Arkansas private option-enrolled or eligible crosses 300,000, legislator says program is ‘unsustainable’

by Steve Brawner ([email protected]) 375 views 

More than 301,000 Arkansans are either receiving health insurance through the private option or have been deemed eligible for the program as of the end of September – an increase of almost 7,000 from the previous month.

The number of individuals enrolled in the private option reached 270,572. Another 30,436 had been determined eligible but had not yet finished enrolling. Along with those 301,008 Arkansans, another 23,309 who applied through the program were considered “medically frail” and enrolled in traditional Medicaid.

The total number of Arkansans enrolled through both means is 324,318 – an increase from the 317,289 enrolled in August. That month, 265,608 Arkansans were enrolled through the private option and another 28,638 individuals had been deemed eligible for coverage. Another 23,043 individuals were deemed medically frail.

The numbers were revealed Monday in a letter dated Oct. 14 from Department of Human Services Director Cindy Gillespie to Gov. Asa Hutchinson. Gillespie wrote Hutchinson that the increase in applications is due to the department’s working to eliminate a backlog of cases. She said the number of applications is likely to grow.

The private option is the state program that uses federal Medicaid dollars to purchase private health insurance for Arkansans with incomes up to 138% of the federal poverty level. It was created after the Supreme Court ruled states could choose whether to expand Medicaid coverage under the Affordable Care Act, also known as Obamacare. Arkansas obtained a waiver from the federal Centers for Medicare and Medicaid Services (CMS) in order to purchase private insurance rather than simply expand Medicaid.

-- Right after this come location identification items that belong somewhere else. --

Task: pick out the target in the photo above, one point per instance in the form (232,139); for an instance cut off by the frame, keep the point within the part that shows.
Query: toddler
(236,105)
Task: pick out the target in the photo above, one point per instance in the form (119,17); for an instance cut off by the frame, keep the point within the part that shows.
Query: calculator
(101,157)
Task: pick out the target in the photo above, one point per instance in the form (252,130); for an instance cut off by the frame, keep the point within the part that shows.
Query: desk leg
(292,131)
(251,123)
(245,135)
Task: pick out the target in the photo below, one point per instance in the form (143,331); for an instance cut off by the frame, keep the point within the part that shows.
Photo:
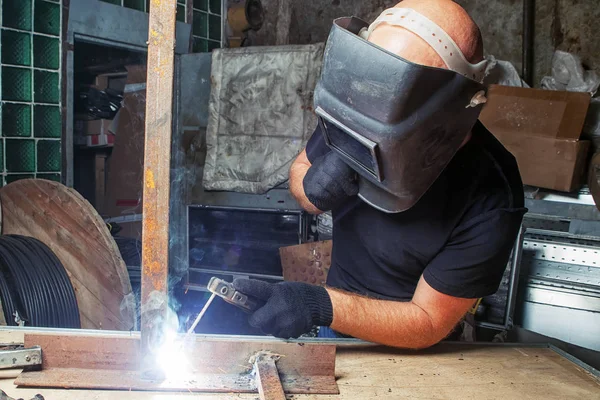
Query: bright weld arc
(171,357)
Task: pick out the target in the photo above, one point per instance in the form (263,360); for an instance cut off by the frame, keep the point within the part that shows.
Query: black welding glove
(291,308)
(329,181)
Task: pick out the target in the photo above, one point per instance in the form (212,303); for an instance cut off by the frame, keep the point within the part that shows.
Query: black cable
(38,284)
(60,279)
(7,297)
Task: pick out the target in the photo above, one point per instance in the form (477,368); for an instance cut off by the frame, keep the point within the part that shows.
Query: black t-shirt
(459,235)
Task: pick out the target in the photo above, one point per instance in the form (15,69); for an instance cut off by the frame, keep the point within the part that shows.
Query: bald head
(449,16)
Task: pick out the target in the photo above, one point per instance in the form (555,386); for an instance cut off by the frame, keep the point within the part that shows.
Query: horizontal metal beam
(20,357)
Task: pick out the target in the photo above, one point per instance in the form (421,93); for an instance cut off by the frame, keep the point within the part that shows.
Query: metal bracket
(19,357)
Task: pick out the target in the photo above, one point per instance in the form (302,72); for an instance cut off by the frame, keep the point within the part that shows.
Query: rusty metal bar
(157,165)
(267,380)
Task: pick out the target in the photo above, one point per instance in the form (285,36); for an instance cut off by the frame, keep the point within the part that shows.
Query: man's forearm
(398,324)
(297,173)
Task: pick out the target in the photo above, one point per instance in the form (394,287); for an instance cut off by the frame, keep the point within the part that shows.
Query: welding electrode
(199,317)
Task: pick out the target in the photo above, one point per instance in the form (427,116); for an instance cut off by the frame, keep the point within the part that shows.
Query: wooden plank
(308,262)
(71,227)
(267,380)
(157,169)
(112,362)
(447,371)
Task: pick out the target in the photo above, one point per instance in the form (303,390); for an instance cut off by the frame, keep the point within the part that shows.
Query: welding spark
(172,358)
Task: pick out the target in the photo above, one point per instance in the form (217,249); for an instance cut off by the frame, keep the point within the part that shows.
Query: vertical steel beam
(157,165)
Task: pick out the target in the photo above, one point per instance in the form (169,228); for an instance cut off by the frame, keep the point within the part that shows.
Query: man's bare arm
(297,172)
(424,321)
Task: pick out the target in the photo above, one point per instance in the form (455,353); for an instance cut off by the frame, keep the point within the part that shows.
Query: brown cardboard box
(125,167)
(541,128)
(594,179)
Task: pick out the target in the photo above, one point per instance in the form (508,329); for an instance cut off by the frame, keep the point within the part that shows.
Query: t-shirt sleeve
(472,263)
(316,146)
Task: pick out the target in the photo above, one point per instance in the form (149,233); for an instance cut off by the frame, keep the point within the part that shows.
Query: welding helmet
(396,123)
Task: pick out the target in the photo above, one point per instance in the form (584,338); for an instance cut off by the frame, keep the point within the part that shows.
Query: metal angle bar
(575,360)
(157,167)
(267,380)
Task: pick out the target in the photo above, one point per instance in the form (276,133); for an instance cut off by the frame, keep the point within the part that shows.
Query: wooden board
(113,362)
(308,262)
(447,371)
(71,227)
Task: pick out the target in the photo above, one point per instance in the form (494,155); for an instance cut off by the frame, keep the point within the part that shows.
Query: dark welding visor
(397,123)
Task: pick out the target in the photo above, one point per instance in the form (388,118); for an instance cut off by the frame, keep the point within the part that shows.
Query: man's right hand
(329,181)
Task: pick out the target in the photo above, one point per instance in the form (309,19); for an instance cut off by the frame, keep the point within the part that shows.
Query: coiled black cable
(36,285)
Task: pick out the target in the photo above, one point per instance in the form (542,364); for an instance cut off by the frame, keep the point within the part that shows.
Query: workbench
(446,371)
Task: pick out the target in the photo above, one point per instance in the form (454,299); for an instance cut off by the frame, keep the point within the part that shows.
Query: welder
(426,203)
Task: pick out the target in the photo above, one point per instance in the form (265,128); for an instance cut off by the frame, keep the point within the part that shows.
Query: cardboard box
(125,168)
(541,128)
(594,179)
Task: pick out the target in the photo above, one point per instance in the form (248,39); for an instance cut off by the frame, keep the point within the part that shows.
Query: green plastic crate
(46,18)
(49,156)
(46,52)
(50,177)
(201,5)
(16,48)
(16,84)
(46,87)
(181,13)
(20,155)
(16,120)
(214,27)
(200,24)
(47,122)
(17,14)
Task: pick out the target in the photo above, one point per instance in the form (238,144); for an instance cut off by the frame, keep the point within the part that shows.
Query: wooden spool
(71,227)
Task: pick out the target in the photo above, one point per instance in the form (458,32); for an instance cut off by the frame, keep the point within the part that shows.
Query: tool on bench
(19,357)
(227,292)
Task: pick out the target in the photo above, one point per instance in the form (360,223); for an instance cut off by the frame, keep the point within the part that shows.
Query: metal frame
(512,289)
(157,177)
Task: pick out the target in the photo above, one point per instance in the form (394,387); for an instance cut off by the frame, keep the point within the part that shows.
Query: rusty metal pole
(157,164)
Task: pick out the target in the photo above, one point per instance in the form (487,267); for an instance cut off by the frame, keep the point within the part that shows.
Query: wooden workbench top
(446,371)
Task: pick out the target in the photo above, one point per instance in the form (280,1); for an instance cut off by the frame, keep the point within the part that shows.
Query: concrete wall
(568,25)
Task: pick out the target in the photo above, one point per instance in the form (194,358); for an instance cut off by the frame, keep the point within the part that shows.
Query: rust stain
(150,179)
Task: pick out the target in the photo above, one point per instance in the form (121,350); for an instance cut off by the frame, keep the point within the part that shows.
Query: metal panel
(560,281)
(571,253)
(117,26)
(572,326)
(195,91)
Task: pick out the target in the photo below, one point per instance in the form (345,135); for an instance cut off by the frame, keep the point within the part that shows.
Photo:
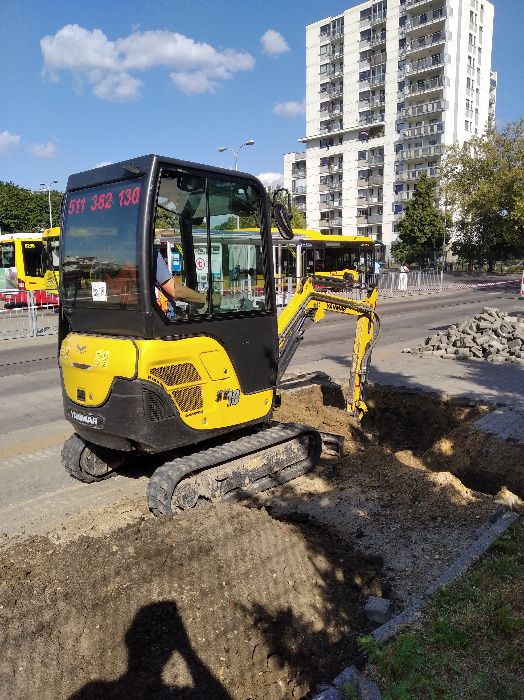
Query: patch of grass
(470,645)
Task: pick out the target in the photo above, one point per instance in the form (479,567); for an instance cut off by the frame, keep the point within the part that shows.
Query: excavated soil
(221,602)
(263,601)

The average cost per recipient in August was $501.25, an increase of $20.63 from the $480.62 cost in August. The state must keep costs below $523.58 under the federal waiver. The state in August paid $97.6 million in premium payments, $37.1 million in cost-sharing payments that defer additional costs recipients otherwise would pay, and $1.1 million in “wraparound costs” such as transportation.

The federal government is paying virtually all of the private option’s costs. But in 2017, the state is responsible for 5%, a number that increases to 10% by 2020. The private option composes $1.6 billion of the $7 billion state Medicaid program.

Gov. Hutchinson has asked state health officials to create a five-year plan to improve Medicaid sustainability. Gillespie wrote that she would provide the first part of that report, what she called “a retrospective analysis of the program,” when Hutchinson returns from an economic development trip to China.

Sen. Jim Hendren, R-Gravette, who is chairing a legislative health task force considering Medicaid reform, wrote in response to the numbers, “The entire Affordable Care Act is on a trajectory that is unsustainable. At a state level we have done, and will continue to do all we can to protect the state budget and do what’s best for Arkansas. Absent the federal government allowing real reforms to take place in Medicaid expansion, it will soon come to an end; not just Arkansas but all states. States like Arkansas do not have the ability to deficit spend. Nor should we – even if we could. Economics will doom this program barring major flexibility that so far the federal government has been unwilling to allow.”